NVIDIA Maxine

proviz-maxine-key-visual-2451183-850x478.png

Reinventing Real-Time Video Communication with AI

Get Started


What is NVIDIA Maxine?

NVIDIA Maxine is paving the way for real-time audio and video communications. Whether for a video conference, a call made to a customer service center, or a live stream, Maxine enables clear communications to enhance virtual interactions.

Being successful while working remotely, on the road, or in a customer service center, all require increased presence — so video conferencing services and communications platforms must enable workers to be seen and heard clearly. Personal engagement increases when audio and video quality is improved on video conferencing and communications platforms, and shared eye contact during video calls helps improve interpersonal connection.

NVIDIA Maxine is a suite of GPU-accelerated AI SDKs and cloud-native microservices for deploying AI features that enhance audio, video, and augmented reality effects in real time. Maxine’s state-of-the-art models create high quality effects that can be achieved with standard microphone and camera equipment. Maxine can be deployed on premises, in the cloud, or at the edge.

NVIDIA Maxine is part of the NVIDIA AI platform. NVIDIA AI consists of hundreds of SDKs that developers can use to build business solutions.

Available on PC, data center, and cloud.





What Are The Benefits of NVIDIA Maxine?

State-of-the-Art NVIDIA AI Capabilities

Maxine, built on the NVIDIA AI platform, offers world-class pretrained models for developers to deploy premium audio and video quality features.

Real-Time AI Performance

Maxine includes accelerated and optimized AI features for real-time inference on GPUs, resulting in low-latency audio, video, and AR effects with high network resilience.

Complete AI Pipeline

Maxine offers video decode, transcode, encode, conversational AI, computer vision, video streaming, and analytics to complete your AI pipeline.

Multi-Cloud, Customizable Deployment

Maxine’s cloud-native microservices allow for flexible, fast deployment and updates.

Access NVIDIA Maxine Microservices

Maxine’s cloud-native microservices allow developers to build real-time AI applications for high-quality audio and video communications. Microservices can be independently managed and deployed within the application, accelerating development time.

Early access to the NVIDIA Maxine Audio Effects microservice is available now.
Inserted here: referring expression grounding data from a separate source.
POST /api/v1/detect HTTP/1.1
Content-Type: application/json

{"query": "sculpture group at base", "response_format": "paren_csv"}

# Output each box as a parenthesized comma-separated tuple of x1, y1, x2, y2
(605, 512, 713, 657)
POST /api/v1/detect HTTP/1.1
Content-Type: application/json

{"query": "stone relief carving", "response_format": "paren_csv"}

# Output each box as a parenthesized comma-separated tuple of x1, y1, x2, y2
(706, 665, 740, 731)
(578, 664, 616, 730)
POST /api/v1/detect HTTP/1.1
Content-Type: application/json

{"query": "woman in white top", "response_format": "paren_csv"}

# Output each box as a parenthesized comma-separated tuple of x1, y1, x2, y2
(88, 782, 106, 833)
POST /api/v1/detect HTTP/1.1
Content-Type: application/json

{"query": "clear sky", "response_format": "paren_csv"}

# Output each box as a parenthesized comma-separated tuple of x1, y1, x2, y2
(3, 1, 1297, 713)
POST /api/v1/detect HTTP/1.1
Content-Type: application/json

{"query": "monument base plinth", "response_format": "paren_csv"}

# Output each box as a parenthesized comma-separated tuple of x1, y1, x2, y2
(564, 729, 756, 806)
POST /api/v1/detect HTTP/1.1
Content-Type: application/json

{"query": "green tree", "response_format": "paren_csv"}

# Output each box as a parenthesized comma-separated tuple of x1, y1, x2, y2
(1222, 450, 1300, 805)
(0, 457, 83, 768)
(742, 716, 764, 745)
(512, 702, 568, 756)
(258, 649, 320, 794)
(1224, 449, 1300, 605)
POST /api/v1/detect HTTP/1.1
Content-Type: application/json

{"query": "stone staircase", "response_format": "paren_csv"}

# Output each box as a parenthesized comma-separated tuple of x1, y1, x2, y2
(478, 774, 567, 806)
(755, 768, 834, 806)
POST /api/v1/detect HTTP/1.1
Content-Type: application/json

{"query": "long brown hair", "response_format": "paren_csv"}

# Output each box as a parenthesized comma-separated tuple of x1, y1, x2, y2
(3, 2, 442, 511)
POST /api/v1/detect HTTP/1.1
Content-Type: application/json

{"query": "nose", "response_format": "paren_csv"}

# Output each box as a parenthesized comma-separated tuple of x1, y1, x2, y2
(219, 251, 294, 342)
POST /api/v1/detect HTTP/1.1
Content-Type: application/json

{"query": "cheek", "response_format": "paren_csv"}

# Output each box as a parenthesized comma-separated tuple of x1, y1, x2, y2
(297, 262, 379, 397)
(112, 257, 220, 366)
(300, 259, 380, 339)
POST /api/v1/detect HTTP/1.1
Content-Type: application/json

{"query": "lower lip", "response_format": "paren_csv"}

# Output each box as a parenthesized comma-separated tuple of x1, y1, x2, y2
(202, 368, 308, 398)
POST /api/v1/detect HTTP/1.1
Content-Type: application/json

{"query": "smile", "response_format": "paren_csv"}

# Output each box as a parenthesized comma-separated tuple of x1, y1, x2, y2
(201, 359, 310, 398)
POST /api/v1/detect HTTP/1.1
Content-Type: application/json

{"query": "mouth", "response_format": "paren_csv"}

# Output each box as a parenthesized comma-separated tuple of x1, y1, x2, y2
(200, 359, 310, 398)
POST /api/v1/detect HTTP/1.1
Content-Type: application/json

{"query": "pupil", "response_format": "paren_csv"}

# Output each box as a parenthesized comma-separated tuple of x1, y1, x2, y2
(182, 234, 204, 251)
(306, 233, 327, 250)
Features include:

  • Audio Super Resolution: Improves audio quality by increasing the temporal resolution of audio signal. It currently supports upsampling from 8kHz to 16 kHz and from 16 kHz to 48 kHz.
  • Acoustic Echo Cancellation: Cancels real-time acoustic device echo from the input audio stream, eliminating mismatched acoustic pairs and double-talk. AI-based technology achieves more effective cancellation than traditional digital signal processing.
  • Noise Removal: Removes common background noise using state-of-the-art AI models, while preserving the speaker’s natural voice.
  • Room Echo Removal: Removes reverberations from audio using state-of-the-art AI models, restoring the clarity of a speaker’s voice.

Discover the NVIDIA Maxine SDKs

Audio Effects SDK

The Audio Effects SDK delivers multi-effect, low-latency audio quality enhancement algorithms, improving end-to-end conversation quality for narrowband, wideband, and ultra-wideband audio.


High-performance, optimized AI models enable users to process thousands of audio streams per GPU in real time, enhancing audio quality by up to two mean-opinion-score points in subjective and objective quality metrics including Perceptual Evaluation of Speech Quality and Perceptual Objective Listening Quality Analysis. In desktop applications, the optimized models allow multiple applications, such as games, to run concurrently with minimal impact to the quality of both applications.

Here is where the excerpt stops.